The role of the SDF and other Kurdish groups in the fight against IS “has boosted their image to the point that the Kurds are now seen as freedom-fighters by the western public. Turkey’s intervention has added a new dynamic to the already positive image of Kurds, especially in the western media, with what was once seen as an ethnic group being now presented as an oppressed nation under Turkish rule,” he wrote.

“There is little doubt that the balance of global public opinion on the Turks and the Kurds will have a negative effect on Turkey from now on.”

Once again Erdogan has miscalculated. He failed to learn the lesson from the US Pastor Andrew Branson case, which also backfired with drastic consequences for the Turkish economy last year and still rankles among the evangelical community in the US.

This has long been among US President Donald Trump’s most loyal supporters. Evangelical Christians in the US have also been among the most ardent supporters of the anti-IS campaign and the role of the SDF in it.

Trump’s “green light” to Erdogan and Turkey’s subsequent invasion of Syria triggered such an outcry among this crucial component of Trump’s electoral base that he was forced to backtrack. It has been suggested that he instigated the lawsuit against the Turkish state-owned Halkbank bank at this point as a means to assuage US public opinion.

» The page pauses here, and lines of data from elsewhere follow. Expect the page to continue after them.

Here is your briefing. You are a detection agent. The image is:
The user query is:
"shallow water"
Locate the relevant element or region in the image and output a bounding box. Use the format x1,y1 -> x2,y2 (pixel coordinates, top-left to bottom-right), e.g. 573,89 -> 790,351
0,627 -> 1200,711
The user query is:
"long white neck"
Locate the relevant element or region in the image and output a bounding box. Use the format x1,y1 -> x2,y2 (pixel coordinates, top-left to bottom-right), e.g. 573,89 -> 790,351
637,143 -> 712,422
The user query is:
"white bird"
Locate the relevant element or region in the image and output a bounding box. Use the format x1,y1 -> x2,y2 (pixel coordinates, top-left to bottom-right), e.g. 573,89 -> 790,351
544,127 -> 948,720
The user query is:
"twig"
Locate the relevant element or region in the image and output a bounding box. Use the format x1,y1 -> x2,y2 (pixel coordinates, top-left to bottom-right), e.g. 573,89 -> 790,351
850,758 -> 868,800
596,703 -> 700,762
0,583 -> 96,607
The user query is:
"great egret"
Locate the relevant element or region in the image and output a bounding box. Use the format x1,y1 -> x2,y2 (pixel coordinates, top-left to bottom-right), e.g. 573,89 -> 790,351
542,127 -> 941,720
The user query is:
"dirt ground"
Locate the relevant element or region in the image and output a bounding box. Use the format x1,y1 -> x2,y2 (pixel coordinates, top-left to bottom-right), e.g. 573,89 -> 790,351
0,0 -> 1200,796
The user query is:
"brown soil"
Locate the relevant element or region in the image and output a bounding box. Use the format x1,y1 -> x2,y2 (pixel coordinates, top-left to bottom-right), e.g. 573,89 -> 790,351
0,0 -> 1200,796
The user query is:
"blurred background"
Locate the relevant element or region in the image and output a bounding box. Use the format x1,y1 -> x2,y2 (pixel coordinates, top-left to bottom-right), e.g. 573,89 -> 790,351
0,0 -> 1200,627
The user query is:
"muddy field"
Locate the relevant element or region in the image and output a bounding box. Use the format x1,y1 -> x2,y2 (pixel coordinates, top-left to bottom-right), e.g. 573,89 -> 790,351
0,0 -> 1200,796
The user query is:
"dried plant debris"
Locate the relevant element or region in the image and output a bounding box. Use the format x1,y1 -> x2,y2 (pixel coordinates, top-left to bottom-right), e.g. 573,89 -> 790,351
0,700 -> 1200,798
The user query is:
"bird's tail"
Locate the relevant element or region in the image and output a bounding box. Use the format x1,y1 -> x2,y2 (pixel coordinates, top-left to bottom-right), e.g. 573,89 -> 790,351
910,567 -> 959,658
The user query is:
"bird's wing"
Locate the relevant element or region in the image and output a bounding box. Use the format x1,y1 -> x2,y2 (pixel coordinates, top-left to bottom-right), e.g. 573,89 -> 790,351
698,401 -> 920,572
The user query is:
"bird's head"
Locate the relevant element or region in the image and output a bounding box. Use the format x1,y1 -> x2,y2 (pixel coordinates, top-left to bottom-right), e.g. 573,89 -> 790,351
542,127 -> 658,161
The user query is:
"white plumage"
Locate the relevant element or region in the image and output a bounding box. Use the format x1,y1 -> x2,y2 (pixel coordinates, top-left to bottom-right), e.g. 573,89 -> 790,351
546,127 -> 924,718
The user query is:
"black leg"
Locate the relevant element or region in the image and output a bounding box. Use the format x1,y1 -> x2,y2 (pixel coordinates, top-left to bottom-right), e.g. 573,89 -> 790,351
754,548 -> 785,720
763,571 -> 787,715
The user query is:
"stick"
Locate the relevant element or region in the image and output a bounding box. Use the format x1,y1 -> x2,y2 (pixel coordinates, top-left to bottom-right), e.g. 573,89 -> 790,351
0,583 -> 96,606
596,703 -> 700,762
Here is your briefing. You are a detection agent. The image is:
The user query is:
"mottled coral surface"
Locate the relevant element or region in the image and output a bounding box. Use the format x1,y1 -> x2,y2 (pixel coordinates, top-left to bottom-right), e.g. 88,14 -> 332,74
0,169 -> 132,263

Meanwhile, while Trump has put his sanctions on hold for the duration of the “ceasefire”, another branch of government in the US has some firm opinions of its own.

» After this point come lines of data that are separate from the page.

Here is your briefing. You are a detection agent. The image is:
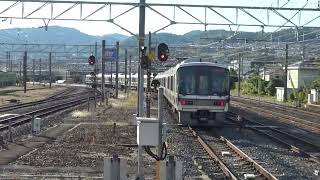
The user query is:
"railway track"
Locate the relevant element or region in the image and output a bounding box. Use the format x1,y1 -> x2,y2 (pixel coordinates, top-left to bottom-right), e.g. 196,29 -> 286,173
232,96 -> 319,118
0,97 -> 92,131
227,112 -> 320,164
0,90 -> 91,112
232,97 -> 320,134
189,127 -> 277,180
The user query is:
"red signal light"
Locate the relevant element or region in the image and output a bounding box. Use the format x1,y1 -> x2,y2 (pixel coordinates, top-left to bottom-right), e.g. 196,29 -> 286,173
159,52 -> 168,61
180,99 -> 187,105
88,56 -> 96,65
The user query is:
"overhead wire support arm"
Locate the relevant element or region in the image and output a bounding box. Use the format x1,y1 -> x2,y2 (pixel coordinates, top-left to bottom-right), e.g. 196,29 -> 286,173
177,6 -> 204,24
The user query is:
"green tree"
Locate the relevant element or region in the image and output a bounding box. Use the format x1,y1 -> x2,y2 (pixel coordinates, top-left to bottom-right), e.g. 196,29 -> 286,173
266,79 -> 284,96
230,68 -> 238,89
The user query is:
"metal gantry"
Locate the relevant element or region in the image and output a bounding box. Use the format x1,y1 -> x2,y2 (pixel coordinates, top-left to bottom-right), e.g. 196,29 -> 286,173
0,0 -> 320,37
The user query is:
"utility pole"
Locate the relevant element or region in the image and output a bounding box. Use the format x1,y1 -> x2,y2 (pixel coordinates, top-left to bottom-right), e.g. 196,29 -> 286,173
116,41 -> 119,99
146,31 -> 151,117
129,55 -> 132,90
6,51 -> 9,72
49,52 -> 52,89
19,61 -> 22,86
101,40 -> 106,102
39,58 -> 42,84
238,53 -> 241,97
9,52 -> 12,72
93,42 -> 98,109
23,51 -> 27,93
110,60 -> 113,88
124,49 -> 128,93
32,59 -> 36,86
137,0 -> 146,179
283,44 -> 293,102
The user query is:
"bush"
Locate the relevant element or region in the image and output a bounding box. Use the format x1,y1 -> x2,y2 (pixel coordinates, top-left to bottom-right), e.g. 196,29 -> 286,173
266,79 -> 284,96
241,76 -> 268,95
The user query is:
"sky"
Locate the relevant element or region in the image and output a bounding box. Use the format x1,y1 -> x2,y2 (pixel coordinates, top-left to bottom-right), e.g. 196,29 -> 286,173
0,0 -> 320,35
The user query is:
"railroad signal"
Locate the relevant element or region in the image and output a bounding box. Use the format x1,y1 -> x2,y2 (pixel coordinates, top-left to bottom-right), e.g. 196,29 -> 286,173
141,47 -> 149,69
89,72 -> 97,88
88,55 -> 96,65
158,43 -> 169,61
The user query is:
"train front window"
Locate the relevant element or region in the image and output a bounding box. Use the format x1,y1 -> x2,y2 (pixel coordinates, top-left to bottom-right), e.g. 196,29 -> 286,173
178,66 -> 229,96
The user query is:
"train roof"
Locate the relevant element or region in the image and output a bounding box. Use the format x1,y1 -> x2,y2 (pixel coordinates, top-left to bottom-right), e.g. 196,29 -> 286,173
156,58 -> 227,79
86,73 -> 153,78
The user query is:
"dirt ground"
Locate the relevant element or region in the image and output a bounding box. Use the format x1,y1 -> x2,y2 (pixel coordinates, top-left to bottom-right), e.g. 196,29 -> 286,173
0,84 -> 66,106
4,94 -> 156,179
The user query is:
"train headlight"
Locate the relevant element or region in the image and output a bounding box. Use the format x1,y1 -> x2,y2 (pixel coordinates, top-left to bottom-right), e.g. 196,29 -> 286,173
180,99 -> 187,105
218,101 -> 225,106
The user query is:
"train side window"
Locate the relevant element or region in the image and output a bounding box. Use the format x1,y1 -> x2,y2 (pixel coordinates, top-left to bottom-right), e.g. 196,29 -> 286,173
170,76 -> 173,91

Congress does not trust Erdogan, and it is still likely that it will approve a sanctions bill with enough support to override a presidential veto. Whatever happens next on the ground in Syria, it won’t be clear sailing for Erdogan. Sadly, it will be the Turkish people who end up paying heavily for how his policies rebound on the Turkish economy.

 

*A version of this article appears in print in the 24 October, 2019 edition of Al-Ahram Weekly.